Last week, the government blatantly ignored an order directing the Communications Authority of Kenya (CA) to restore live transmission for TV stations shut down on January 30.
As if that was not enough, security personnel barred activist Okiya Omtatah from serving the CA with the order yet, they were aware of the order. The government belatedly complied with the order one week later, although Citizen TV and Inooro remained off air as NTV and KTN News were switched on.
Further, the police led by the Inspector General of Police Joseph Boinnet ignored an order directing him to release lawyer Miguna Miguna.
The High Court had ordered the politician to be released on a cash bail of Sh50,000. The IG even ignored orders to appear in court in person as directed by Justice Luka Kimaru.
Earlier this week, the Director General of CA Francis Wangusi was barred from entering his office despite obtaining a court order, lifting his suspension.
Mr Wangusi, through lawyer Prof Tom Ojienda obtained the order last week from the Employment and Labour Relations court. The embattled Wangusi on two occasions tried without success, to enter his office in Westlands.
The board sent Mr Wangusi on compulsory leave on January 12, in order to an audit on human resources at CA. Mr Wangusi argued that the decision was not only unprocedural but also unreasonable, malicious and illegal.
Further, more than 300 operators of gaming machines recently accused the government of ignoring a court order, over the confiscation of their machines.
Through lawyer Kibe Mungai, the operators told Justice John Mativo that they obtained an order in September 2016, stopping the government from harassing or arresting any of them. However, the lawyer said, the police continue to arrest his clients and arraigning them in court.
In December last year, Interior Cabinet Secretary Fred Matiang’i was accused by members of civil society organisations of ignoring a court order over the tenure of NGO Coordination Board Executive Director Fazul Mahamed.
On December 7, the Employment and Labour Relations Court stopped the government from renewing or extending Mr Mahamed’s contract. His contract ended on November 23 but Mr Mahamed is still in office.

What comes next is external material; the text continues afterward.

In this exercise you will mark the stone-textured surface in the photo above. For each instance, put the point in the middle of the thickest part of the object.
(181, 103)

More than 22,000 retired teachers had to wait for more than ten years to get their dues from the government despite a court order. The retired teachers even filed contempt proceedings against TSC bosses in a bid to get their pay.

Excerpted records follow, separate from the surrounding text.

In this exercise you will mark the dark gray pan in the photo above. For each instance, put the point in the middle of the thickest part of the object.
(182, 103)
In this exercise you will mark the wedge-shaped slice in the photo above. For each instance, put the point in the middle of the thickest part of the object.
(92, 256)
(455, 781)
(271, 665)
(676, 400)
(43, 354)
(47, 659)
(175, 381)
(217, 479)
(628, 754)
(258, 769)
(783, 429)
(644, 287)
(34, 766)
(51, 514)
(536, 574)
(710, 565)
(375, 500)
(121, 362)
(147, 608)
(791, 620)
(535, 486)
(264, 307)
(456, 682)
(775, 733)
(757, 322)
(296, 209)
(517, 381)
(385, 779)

The High Court had in October 23, 2008 ordered the TSC to process the pension based on the 1997 salary award. But it was not until November last year that the government finally cleared the way for the release of the Sh17 billion, 18 years after they first demanded it.
Several Permanent Secretaries including Karanja Kibicho, Saitoti Torome, and Monica Juma have all been cited for contempt, for ignoring court orders.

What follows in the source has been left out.